In one fell swoop, a teenage Mary Shelley created the horror and science fiction genres when she penned the tragic tale of Frankenstein’s monster after a fever dream one stormy night by Lake Geneva. Magnificently adorned in an outfit reminiscent of Carrie’s pig-blood drenched ballgown, drag star Alaska Thunderfuck notes that you can’t get much more goth girl than Mary, who lost her virginity to Percy Bysshe Shelley on her pioneering feminist mother Mary Wollstonecraft’s gravestone. Damn, that is goth. She also wrote about having fun with women in her private letters.

Dracula showrunner Mark Gatiss touchingly underlines how the inimitable Oscar Wilde prophesied his downfall with the creation of gothic horror story The Picture of Dorian Gray and its fabulously amoral anti-hero, who staves off the vagaries of age with a cursed painting concealed in the attic. The high society figure refused to flee London after bringing on the ill-advised court case that would destroy him on buggery charges, with Gatiss noting: “by not running away, he became immortal.”

Rounding out the unholy triumvirate of queers who ushered in the era of horror, Bram Stoker is perhaps the most complex. Dracula, his seminal take on the vampire mythos, finds time to seduce Mina, Lucy, Harker and Renfield, despite already having three brides. And yet Stoker was openly homophobic. But Monsters in the Closet author Dr Harry M Benshoff teases that Stoker sent innuendo-laden private correspondence to American poet Walt Whitman, whom Benshoff brands “probably the most famous homosexual of the 19th century.”

Later episodes untangle where these very queer beginnings led us, from parables of plague to destructive psychosexual obsession and unchained eroticism. After all, as Boys Don’t Cry filmmaker Kimberley Pierce wisely notes, the effect of terror on the body isn’t entirely dissimilar to the visceral thrill of porn.
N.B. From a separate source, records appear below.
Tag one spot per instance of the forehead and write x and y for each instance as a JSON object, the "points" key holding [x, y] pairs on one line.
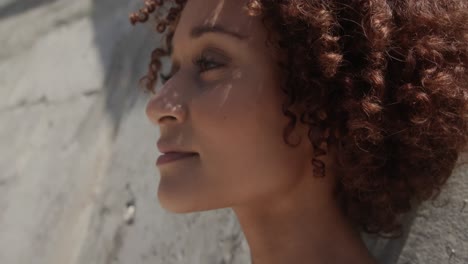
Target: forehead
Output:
{"points": [[230, 14]]}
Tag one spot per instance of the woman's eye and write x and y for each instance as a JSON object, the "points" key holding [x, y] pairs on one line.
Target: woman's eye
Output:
{"points": [[165, 78]]}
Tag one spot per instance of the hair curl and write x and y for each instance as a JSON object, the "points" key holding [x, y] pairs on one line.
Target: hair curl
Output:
{"points": [[385, 81]]}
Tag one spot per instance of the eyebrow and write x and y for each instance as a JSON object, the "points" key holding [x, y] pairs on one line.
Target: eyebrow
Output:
{"points": [[200, 30]]}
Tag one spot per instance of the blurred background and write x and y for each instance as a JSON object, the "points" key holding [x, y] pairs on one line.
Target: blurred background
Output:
{"points": [[77, 177]]}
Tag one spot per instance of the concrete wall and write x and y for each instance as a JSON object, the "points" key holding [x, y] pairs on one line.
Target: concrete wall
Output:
{"points": [[77, 154]]}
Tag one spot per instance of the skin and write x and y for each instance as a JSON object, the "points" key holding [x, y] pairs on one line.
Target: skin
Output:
{"points": [[228, 110]]}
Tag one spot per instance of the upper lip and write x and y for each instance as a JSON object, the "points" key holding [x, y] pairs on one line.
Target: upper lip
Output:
{"points": [[165, 147]]}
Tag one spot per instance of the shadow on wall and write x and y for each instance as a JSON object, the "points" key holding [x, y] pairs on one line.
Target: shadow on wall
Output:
{"points": [[124, 50], [15, 7]]}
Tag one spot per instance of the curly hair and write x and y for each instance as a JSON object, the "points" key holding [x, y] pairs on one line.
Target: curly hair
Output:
{"points": [[385, 81]]}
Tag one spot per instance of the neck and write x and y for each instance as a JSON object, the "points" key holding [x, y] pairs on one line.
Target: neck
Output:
{"points": [[301, 226]]}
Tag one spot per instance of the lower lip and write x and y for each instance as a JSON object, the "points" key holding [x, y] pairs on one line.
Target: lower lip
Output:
{"points": [[173, 156]]}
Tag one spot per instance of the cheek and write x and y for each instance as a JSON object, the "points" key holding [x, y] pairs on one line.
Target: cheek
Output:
{"points": [[238, 127]]}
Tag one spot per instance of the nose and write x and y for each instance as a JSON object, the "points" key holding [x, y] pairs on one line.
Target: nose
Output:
{"points": [[166, 106]]}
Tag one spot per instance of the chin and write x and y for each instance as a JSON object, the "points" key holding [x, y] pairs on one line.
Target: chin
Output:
{"points": [[182, 205]]}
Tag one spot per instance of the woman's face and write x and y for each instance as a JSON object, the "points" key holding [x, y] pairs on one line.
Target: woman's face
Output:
{"points": [[227, 108]]}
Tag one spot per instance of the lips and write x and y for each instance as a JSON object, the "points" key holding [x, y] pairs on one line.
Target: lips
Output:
{"points": [[172, 153], [174, 156]]}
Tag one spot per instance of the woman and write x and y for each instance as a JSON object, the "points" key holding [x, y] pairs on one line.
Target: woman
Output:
{"points": [[313, 120]]}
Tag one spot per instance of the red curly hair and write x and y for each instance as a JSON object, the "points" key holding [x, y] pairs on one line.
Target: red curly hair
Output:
{"points": [[385, 81]]}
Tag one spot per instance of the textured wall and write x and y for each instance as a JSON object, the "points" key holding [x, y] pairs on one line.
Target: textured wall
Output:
{"points": [[77, 180]]}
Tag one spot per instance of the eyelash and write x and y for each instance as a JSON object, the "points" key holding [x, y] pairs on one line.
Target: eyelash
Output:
{"points": [[199, 62]]}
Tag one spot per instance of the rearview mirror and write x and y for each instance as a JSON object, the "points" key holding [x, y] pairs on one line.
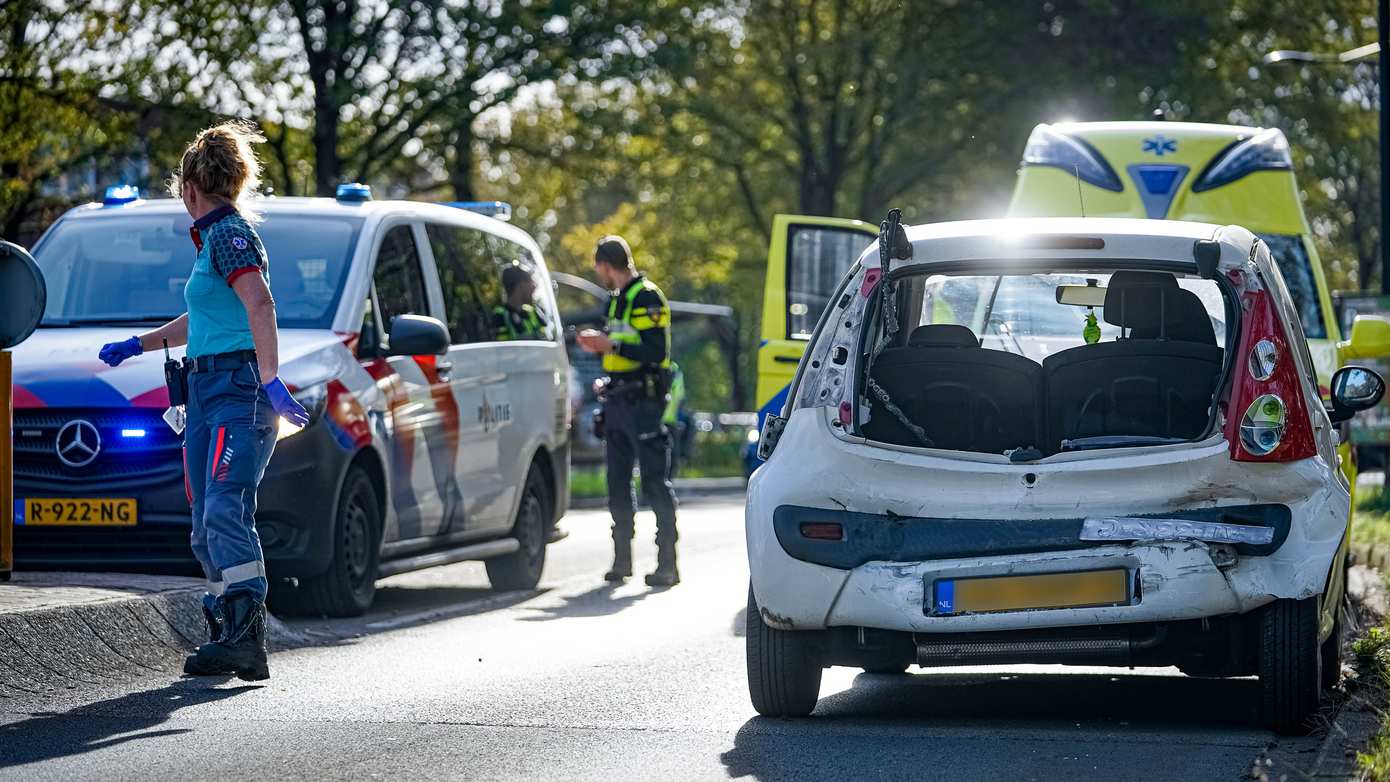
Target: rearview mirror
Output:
{"points": [[1369, 338], [417, 335], [1080, 295], [1354, 389]]}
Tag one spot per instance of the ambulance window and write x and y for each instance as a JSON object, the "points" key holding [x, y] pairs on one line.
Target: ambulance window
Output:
{"points": [[818, 259], [401, 288], [1296, 268]]}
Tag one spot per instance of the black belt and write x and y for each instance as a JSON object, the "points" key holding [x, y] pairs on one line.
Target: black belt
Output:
{"points": [[220, 361]]}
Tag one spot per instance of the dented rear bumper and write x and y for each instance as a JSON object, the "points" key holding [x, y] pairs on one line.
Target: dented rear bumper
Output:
{"points": [[1027, 518]]}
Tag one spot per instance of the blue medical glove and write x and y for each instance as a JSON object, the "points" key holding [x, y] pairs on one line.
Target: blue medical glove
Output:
{"points": [[116, 352], [285, 404]]}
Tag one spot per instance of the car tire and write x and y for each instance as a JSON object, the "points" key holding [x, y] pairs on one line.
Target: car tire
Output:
{"points": [[783, 667], [1290, 663], [521, 568], [349, 585], [1330, 650]]}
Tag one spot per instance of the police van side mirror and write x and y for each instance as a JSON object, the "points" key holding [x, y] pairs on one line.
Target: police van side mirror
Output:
{"points": [[417, 335]]}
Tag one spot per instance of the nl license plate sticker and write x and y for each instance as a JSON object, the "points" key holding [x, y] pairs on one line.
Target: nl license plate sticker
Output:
{"points": [[1030, 592], [75, 511]]}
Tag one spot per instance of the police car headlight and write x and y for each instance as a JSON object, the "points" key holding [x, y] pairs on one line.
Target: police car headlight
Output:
{"points": [[314, 399]]}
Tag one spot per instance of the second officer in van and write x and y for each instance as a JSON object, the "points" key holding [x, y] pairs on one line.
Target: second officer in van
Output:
{"points": [[637, 359]]}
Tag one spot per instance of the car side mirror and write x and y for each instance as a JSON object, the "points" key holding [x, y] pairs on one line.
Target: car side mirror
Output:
{"points": [[417, 335], [1369, 338], [1354, 389]]}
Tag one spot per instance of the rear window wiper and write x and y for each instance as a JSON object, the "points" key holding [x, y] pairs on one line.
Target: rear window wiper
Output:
{"points": [[1116, 442], [106, 320]]}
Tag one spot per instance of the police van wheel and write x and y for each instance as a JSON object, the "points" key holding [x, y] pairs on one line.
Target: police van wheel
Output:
{"points": [[521, 568], [349, 584]]}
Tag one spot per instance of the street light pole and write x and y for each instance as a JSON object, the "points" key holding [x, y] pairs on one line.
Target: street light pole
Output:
{"points": [[1382, 81], [1383, 97]]}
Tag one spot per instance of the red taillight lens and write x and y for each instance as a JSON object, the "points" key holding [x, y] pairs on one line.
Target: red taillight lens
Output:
{"points": [[818, 531], [1266, 418]]}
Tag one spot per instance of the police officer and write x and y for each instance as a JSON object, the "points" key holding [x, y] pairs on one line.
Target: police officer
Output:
{"points": [[517, 318], [234, 393], [637, 357]]}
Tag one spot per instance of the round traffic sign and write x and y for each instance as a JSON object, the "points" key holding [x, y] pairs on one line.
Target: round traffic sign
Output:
{"points": [[22, 295]]}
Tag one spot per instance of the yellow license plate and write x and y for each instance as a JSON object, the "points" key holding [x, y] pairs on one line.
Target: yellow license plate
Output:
{"points": [[78, 511], [1030, 592]]}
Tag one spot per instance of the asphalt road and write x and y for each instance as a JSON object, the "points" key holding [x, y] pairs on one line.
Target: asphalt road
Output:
{"points": [[580, 681]]}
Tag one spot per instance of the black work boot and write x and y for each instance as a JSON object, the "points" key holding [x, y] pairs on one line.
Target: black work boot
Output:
{"points": [[242, 647], [214, 624], [622, 568], [665, 572]]}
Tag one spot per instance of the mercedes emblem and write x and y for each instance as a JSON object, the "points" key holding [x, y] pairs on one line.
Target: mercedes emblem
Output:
{"points": [[78, 443]]}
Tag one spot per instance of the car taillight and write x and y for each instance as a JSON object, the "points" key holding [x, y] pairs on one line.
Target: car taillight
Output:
{"points": [[1266, 418]]}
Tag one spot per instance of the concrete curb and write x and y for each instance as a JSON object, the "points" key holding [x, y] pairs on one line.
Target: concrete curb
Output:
{"points": [[103, 642]]}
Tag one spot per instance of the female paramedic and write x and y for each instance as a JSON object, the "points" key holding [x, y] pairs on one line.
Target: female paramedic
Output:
{"points": [[232, 393]]}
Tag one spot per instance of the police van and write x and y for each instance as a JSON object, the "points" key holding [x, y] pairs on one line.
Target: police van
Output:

Monsters have historically provided the perfect platform for queer coding, allowing out filmmakers like James Whale to smuggle outrageous innuendo past hectoring censors while employing plenty of fellow homosexuals. Queer for Fear also probes the complexity of ostensibly “straight” director Alfred Hitchcock, who nevertheless offered the infamous utterance that “if I hadn’t met Alma at the right time, I could have become a poof.”

Hitchcock’s 1948 film Rope is, of course, screamingly queer. Elsewhere the director also cast closeted actors, most notably Psycho villain Anthony Perkins (look out for a beautiful heart-to-heart from his son Oz) and lesbian authors Daphne du Maurier and Patricia Highsmith.

There’s something gloriously “I’m coming out” about the sub-genre of monstrous transformation movies. Pierce, who relishes binary-breaking roles such as Dr Jekyll and Mr Hyde, dubs them superhero movies for queer people. From George Waggner’s 1941 film The Wolf Man on to Joe Dante’s 80s gem The Howling, plus Cat People and its remake, this is fertile territory.

Bad Hair filmmaker Justin Simien acknowledges having a huge crush on Stoker after seeing pics of the young author. Simien elicits the series’ biggest laugh when he asks just how many queers have woken up the next morning asking just what the hell they did, and with whom, after a wild night?

Like much of Queer for Fear, this interview will leave you howling.